The IRS has issued Notice 2012-58, which describes safe-harbor methods employers may use to determine which employees are “full-time” workers for purposes of the “shared responsibility” penalty of the Affordable Care Act (ACA), which is often referred to as Obamacare. Notice 2012-59, issued by the U.S. Department of Labor (DOL) and the U.S. Department of Health and Human Services (HHS), addresses the 90-day waiting period generally required under the ACA.
The provisions are effective for health plan years beginning on or after January 1, 2014, and at least through the end of 2014, after which the IRS anticipates enacting formal regulations addressing the issues described in the notices.
Under the ACA, a “large employer” is subject to a “shared responsibility” penalty if:
- The employer fails to offer its full-time employees (and their dependents) the opportunity to enroll in minimum essential health insurance coverage under an eligible employer-sponsored plan and a full- time employee enrolls in a state healthcare exchange and, because of his income level, is certified to receive a premium tax credit or cost-sharing reduction under the ACA; or
- The employer offers its full-time employees (and their dependents) the opportunity to enroll in minimum essential healthcare coverage and one or more full-time employees enrolls in a state healthcare exchange and, because of the employee’s income level, is certified to receive a premium tax credit or cost-sharing reduction (generally because the employer’s coverage either isn’t affordable or doesn’t provide minimum value).
Coverage under an employer-sponsored plan is affordable to a particular employee if his required contribution to the plan doesn’t exceed 9.5 percent of his household income for the taxable year. Large employers are companies that employed at least 50 full-time employees, including full- time equivalent employees, on business days during the preceding calendar year. A full-time employee is a worker who is employed, on average, at least 30 hours per week in any month.
For purposes of determining whether someone is a full-time employee, the IRS categorizes workers as either (1) ongoing employees (a worker who has been employed for a year); (2) new employees reasonably expected to work full-time; or (3) new employees who are variable-hour and seasonal employees. A new employee is a variable-hour employee if, as of her start date, it cannot be determined that she is reasonably expected to work an average of at least 30 hours per week. The notices don’t specifically address how “seasonal employee” is defined, although the ACA generally provides that employers can make a reasonable good-faith determination of the term.
To determine whether employees are full-time initially and in the future and to have sufficient time to enroll full-time employees in the healthcare plan and meet the ACA’s requirements, employers will implement a measurement period (to determine if employees are full-time), an administrative period (to determine whether employees are eligible for coverage and to notify and enroll eligible employees), and a stability period (during which eligible employees are provided coverage). There are limits on how long the time periods may be, which are illustrated in numerous examples in IRS Notice 2012-58.

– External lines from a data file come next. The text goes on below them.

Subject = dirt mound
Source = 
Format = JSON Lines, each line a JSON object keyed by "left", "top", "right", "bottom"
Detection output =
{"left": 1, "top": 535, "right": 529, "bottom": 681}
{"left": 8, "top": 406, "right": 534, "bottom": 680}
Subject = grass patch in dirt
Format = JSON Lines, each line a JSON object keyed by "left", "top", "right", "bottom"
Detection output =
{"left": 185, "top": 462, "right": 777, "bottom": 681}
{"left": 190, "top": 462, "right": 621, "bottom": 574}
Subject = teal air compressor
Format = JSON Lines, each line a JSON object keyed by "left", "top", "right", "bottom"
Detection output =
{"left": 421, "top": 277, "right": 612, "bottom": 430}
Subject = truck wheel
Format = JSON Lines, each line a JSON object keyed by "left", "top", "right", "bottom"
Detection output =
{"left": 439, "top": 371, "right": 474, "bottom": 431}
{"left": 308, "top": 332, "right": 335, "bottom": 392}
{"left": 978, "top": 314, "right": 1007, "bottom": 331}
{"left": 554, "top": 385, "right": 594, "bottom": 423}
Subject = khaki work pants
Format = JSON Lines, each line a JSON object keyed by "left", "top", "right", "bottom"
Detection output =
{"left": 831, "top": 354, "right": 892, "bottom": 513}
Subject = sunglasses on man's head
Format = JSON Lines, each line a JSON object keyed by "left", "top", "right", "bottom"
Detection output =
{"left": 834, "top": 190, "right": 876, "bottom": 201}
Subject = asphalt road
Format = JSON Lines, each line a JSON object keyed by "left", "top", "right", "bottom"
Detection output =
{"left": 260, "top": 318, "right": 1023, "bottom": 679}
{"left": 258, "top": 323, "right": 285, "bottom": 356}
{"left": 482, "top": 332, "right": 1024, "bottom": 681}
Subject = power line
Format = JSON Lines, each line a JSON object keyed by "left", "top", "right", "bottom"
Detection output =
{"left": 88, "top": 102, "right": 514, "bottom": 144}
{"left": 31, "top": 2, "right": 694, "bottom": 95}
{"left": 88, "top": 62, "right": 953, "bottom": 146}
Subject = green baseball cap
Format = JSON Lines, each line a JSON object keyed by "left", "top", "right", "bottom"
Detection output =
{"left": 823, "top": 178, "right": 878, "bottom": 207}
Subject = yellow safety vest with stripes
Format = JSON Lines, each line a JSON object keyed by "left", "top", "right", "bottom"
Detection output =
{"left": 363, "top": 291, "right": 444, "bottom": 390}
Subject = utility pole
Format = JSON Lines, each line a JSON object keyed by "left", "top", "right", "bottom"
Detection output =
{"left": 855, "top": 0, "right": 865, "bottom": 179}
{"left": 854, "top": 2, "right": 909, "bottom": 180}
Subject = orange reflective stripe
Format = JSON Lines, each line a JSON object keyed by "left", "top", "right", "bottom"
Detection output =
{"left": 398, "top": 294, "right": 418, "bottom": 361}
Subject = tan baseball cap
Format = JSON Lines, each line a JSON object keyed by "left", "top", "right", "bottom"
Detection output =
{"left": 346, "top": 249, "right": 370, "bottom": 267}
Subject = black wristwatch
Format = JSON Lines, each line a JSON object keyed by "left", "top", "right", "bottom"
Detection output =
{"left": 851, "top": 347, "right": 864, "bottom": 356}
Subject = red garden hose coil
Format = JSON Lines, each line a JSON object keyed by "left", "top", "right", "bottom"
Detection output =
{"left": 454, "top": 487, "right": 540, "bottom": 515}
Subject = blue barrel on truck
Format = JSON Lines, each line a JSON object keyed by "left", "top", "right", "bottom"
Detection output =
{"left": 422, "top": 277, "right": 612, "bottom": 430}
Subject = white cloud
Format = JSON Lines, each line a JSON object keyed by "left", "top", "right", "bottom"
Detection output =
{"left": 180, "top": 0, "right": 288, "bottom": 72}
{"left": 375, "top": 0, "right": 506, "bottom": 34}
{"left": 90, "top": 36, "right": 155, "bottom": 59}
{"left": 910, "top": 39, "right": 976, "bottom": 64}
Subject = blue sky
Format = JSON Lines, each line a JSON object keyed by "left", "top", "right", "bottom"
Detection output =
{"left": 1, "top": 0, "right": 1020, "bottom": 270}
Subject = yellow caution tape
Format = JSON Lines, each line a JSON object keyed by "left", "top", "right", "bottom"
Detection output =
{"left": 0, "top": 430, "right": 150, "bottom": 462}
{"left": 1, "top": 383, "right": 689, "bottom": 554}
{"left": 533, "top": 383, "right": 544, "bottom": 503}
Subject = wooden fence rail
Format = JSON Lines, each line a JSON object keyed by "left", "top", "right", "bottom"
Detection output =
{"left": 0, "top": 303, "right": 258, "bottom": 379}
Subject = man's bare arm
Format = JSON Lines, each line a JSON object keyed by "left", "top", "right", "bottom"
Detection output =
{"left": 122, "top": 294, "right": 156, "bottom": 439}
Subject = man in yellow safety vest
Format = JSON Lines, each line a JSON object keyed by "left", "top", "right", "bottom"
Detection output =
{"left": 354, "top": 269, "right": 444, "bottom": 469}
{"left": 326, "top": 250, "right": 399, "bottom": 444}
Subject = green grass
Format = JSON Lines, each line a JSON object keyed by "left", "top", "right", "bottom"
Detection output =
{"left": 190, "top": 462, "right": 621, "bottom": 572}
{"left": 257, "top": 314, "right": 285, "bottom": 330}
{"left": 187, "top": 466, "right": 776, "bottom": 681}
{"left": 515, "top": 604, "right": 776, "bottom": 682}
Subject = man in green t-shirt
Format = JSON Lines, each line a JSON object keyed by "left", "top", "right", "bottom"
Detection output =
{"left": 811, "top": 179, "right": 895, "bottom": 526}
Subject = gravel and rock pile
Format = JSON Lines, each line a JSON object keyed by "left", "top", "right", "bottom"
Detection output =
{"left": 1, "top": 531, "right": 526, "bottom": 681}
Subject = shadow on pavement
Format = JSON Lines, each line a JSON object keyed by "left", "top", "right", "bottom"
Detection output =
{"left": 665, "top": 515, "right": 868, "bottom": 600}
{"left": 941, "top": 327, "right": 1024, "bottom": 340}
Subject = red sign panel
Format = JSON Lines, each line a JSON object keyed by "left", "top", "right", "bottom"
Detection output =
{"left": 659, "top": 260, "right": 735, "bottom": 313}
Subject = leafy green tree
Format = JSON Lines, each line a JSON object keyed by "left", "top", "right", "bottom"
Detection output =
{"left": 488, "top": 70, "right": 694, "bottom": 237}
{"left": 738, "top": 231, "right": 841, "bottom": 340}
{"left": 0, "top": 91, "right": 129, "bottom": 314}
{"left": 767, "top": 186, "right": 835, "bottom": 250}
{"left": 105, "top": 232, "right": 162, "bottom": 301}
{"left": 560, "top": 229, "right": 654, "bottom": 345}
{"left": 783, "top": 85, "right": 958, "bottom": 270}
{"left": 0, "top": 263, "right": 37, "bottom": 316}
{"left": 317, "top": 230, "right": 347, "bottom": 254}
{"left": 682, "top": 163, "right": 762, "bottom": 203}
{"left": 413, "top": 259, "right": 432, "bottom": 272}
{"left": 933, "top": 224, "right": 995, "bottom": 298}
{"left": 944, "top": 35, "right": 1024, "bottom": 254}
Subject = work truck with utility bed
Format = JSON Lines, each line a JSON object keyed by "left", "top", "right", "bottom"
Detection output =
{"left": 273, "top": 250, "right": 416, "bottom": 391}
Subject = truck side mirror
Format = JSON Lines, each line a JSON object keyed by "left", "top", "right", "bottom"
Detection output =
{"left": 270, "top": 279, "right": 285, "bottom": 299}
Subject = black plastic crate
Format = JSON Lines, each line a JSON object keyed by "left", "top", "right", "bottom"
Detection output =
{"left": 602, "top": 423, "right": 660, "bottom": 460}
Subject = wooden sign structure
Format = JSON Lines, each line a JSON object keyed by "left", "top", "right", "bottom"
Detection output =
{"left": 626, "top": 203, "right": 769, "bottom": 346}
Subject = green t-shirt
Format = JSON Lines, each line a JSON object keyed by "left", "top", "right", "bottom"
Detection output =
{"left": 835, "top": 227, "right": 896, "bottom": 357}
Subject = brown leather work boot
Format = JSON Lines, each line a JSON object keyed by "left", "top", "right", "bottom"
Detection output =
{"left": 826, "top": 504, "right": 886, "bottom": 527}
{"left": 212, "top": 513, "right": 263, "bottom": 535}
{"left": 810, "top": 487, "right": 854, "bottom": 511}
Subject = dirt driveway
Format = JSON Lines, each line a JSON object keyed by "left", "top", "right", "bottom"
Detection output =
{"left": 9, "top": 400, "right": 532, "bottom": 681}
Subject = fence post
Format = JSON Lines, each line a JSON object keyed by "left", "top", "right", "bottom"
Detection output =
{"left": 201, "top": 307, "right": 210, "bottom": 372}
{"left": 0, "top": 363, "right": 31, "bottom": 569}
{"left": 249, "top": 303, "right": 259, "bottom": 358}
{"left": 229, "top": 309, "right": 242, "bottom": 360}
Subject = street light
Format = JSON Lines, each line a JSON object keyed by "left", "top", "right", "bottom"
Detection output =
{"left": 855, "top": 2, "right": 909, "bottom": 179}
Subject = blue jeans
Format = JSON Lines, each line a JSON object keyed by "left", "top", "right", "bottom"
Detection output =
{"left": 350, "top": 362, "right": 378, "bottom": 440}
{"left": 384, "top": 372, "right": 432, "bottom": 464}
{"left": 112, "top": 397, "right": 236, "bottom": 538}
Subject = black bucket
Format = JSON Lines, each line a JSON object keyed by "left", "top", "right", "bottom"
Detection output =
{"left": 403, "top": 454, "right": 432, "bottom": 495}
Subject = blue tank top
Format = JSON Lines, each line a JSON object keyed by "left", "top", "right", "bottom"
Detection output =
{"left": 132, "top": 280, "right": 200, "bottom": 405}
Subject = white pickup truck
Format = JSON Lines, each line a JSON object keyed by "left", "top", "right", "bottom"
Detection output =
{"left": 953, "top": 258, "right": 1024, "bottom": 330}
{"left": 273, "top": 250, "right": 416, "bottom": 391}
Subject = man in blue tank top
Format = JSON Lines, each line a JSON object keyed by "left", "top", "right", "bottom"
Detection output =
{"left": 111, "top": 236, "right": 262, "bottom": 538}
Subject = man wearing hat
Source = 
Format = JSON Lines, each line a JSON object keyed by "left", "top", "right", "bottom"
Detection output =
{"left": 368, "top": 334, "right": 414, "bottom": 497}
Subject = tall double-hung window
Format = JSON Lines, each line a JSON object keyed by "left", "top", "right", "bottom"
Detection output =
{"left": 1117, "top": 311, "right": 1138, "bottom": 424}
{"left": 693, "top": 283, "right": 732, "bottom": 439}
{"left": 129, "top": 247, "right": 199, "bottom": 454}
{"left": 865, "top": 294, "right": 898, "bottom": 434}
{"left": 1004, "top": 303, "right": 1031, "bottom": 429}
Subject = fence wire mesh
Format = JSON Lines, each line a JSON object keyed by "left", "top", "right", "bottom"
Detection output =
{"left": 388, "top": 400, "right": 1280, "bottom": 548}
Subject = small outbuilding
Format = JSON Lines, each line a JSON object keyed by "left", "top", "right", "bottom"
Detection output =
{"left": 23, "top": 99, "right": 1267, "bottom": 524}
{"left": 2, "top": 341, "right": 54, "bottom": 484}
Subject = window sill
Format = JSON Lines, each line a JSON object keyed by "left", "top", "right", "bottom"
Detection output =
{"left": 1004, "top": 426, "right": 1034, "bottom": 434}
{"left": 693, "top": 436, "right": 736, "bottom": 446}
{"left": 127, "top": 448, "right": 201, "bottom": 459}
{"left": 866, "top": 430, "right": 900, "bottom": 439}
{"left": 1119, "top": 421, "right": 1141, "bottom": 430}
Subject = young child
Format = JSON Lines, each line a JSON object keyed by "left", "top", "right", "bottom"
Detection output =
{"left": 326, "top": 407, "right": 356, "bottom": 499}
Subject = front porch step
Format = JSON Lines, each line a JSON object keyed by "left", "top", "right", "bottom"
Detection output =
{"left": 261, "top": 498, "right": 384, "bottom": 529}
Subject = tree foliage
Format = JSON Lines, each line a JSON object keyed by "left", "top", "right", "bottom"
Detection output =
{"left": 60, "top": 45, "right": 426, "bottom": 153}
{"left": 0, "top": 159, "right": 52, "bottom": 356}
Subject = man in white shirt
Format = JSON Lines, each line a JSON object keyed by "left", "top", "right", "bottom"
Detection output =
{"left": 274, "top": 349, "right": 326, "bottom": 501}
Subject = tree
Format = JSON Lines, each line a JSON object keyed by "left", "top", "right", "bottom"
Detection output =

An employer is required to use the same time periods for ongoing employees and the same time periods for variable-hour and seasonal employees, although you can use different time periods for certain employees, including:
- Collectively bargained employees and those who aren’t covered by a labor contract;
- Salaried and hourly employees;
- Employees of different entities; and
- Employees located in different states.
The ACA also provides that for plan years beginning on or after January 1, 2014, a group health plan or group health insurance issuer will not apply any waiting period longer than 90 days after an employee is eligible for coverage. A plan cannot impose an eligibility condition requiring more than the 1,200 cumulative hours of service before the 90- day period begins. Other conditions for eligibility generally are permissible unless the condition is designed to avoid compliance with the 90-day waiting period.
Penalties for violating the full-time employee coverage rule (the shared responsibility penalty) or the 90-day waiting period can be significant. The shared responsibility penalty can be as high as $3,000 per employee per year, and the penalty for violating the 90-day waiting period is $100 per day during the period of violation (although a minimum penalty of $2,500 can apply in some circumstances).
To avoid a penalty, you should evaluate the effect of the new rules on your health insurance plans. Because of the various time periods for counting hours to determine full-time status specified by the IRS, you also should evaluate your current system for tracking hours worked by employees.